[RFC PATCH v2] arm DMA: Fix allocation from CMA for coherent DMA

Catalin Marinas catalin.marinas at arm.com
Wed Jun 10 09:28:19 PDT 2015


On Wed, Jun 03, 2015 at 07:15:45PM +0200, Lorenzo Nava wrote:
> This patch allows the use of CMA for DMA coherent memory allocation.
> At the moment if the input parameter "is_coherent" is set to true 
> the allocation is not made using the CMA, which I think is not the 
> desired behaviour.
> 
> Signed-off-by: Lorenzo Nava <lorenx4 at xxxxxxxx>
> ---
> Changes in v2:
>  correct __arm_dma_free() according to __dma_alloc() allocation
> ---
>  arch/arm/mm/dma-mapping.c |    6 +++---
>  1 file changed, 3 insertions(+), 3 deletions(-)
> 
> diff --git a/arch/arm/mm/dma-mapping.c b/arch/arm/mm/dma-mapping.c
> index 7e7583d..15643b9 100644
> --- a/arch/arm/mm/dma-mapping.c
> +++ b/arch/arm/mm/dma-mapping.c
> @@ -645,9 +645,9 @@ static void *__dma_alloc(struct device *dev, size_t size, dma_addr_t *handle,
>  	size = PAGE_ALIGN(size);
>  	want_vaddr = !dma_get_attr(DMA_ATTR_NO_KERNEL_MAPPING, attrs);
>  
> -	if (is_coherent || nommu())
> +	if (nommu())
>  		addr = __alloc_simple_buffer(dev, size, gfp, &page);
> -	else if (!(gfp & __GFP_WAIT))
> +	else if (!is_coherent && !(gfp & __GFP_WAIT))
>  		addr = __alloc_from_pool(size, &page);
>  	else if (!dev_get_cma_area(dev))
>  		addr = __alloc_remap_buffer(dev, size, gfp, prot, &page, caller, want_vaddr);

So while you allow __alloc_from_contiguous() to be called when
is_coherent, the memory returned is still non-cacheable.
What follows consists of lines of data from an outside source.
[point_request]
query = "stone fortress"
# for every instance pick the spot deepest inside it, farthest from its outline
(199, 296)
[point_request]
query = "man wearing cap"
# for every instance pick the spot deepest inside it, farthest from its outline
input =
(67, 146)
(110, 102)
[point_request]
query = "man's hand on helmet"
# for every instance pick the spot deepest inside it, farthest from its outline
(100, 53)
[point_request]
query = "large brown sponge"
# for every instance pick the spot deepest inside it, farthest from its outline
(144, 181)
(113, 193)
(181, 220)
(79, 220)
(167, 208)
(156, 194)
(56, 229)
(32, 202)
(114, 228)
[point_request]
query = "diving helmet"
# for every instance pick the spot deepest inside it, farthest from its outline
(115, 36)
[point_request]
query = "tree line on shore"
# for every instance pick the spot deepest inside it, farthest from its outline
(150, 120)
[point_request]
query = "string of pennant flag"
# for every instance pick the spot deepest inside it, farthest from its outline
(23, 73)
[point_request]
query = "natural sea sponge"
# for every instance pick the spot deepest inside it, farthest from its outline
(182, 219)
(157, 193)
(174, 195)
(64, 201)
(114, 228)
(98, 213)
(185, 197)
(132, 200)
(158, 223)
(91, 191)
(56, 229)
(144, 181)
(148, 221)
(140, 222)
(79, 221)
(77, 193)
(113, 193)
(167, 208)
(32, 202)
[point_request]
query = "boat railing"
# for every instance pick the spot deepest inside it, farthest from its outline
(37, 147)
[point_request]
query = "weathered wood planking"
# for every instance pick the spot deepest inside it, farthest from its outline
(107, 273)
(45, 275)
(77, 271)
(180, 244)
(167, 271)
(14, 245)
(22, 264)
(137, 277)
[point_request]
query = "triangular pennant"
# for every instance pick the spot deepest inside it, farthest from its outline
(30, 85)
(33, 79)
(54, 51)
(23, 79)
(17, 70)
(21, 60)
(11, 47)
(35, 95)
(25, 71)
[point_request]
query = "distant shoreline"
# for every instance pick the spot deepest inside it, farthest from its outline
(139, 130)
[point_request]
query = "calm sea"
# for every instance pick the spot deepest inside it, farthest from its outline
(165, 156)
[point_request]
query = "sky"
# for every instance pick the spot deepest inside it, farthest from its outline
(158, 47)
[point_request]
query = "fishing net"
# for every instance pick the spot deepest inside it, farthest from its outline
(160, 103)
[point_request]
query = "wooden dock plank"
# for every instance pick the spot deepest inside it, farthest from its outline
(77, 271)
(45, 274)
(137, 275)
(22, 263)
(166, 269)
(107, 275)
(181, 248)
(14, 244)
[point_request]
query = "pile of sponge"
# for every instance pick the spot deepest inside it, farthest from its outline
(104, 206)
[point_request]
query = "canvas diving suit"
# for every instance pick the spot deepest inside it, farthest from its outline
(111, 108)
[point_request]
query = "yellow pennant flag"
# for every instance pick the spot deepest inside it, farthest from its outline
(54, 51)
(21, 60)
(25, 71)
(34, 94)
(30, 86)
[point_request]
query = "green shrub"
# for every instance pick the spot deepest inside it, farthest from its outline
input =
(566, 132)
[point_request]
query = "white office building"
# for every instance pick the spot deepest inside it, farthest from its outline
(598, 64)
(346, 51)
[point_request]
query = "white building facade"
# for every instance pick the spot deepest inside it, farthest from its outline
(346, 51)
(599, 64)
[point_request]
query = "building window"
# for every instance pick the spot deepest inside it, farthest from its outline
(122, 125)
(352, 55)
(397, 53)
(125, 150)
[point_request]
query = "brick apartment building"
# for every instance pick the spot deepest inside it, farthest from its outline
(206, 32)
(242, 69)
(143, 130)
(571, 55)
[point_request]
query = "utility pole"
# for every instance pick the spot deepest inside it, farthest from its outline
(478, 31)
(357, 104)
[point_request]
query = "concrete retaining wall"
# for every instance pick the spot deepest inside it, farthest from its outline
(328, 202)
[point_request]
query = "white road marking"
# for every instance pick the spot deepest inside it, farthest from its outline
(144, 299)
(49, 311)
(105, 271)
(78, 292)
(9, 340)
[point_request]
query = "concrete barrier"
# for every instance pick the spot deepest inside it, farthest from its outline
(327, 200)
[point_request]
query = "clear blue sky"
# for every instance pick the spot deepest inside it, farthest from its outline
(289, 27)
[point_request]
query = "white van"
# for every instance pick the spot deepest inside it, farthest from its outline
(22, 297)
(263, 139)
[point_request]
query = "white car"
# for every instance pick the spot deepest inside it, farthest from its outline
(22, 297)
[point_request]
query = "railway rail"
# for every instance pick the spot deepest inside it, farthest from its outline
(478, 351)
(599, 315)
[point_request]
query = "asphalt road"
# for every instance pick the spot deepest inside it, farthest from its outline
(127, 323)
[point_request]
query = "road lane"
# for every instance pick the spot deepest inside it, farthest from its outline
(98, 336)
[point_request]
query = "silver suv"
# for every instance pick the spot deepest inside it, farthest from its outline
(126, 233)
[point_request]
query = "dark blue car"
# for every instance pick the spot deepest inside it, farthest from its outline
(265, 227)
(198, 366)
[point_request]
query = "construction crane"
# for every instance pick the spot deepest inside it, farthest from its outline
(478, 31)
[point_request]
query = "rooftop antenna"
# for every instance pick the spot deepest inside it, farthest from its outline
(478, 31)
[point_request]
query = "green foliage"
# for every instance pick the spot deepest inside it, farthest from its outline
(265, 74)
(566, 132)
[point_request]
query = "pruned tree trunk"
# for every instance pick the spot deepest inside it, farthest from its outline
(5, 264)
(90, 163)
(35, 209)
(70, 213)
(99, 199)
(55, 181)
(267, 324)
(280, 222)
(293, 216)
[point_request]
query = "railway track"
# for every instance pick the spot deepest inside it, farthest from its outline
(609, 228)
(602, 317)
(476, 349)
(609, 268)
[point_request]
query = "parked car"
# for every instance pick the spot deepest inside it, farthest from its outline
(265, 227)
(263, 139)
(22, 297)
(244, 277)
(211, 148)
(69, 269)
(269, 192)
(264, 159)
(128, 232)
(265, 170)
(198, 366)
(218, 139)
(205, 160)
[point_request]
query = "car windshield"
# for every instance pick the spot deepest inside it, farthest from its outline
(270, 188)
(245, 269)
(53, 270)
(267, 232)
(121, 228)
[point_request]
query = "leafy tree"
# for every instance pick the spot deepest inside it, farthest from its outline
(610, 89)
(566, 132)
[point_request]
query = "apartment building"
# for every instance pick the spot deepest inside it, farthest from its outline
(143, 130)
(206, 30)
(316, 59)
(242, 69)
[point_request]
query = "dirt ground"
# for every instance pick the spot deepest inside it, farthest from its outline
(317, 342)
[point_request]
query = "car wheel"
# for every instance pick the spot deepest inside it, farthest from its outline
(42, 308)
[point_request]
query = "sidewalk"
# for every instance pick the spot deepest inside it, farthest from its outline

The reason is
that the "prot" argument passed to __dma_alloc() in
arm_coherent_dma_alloc() is pgprot_dmacoherent(PAGE_KERNEL) which means
Normal NonCacheable memory. The mmap seems to create a cacheable mapping
as vma->vm_page_prot is not passed through __get_dma_pgprot().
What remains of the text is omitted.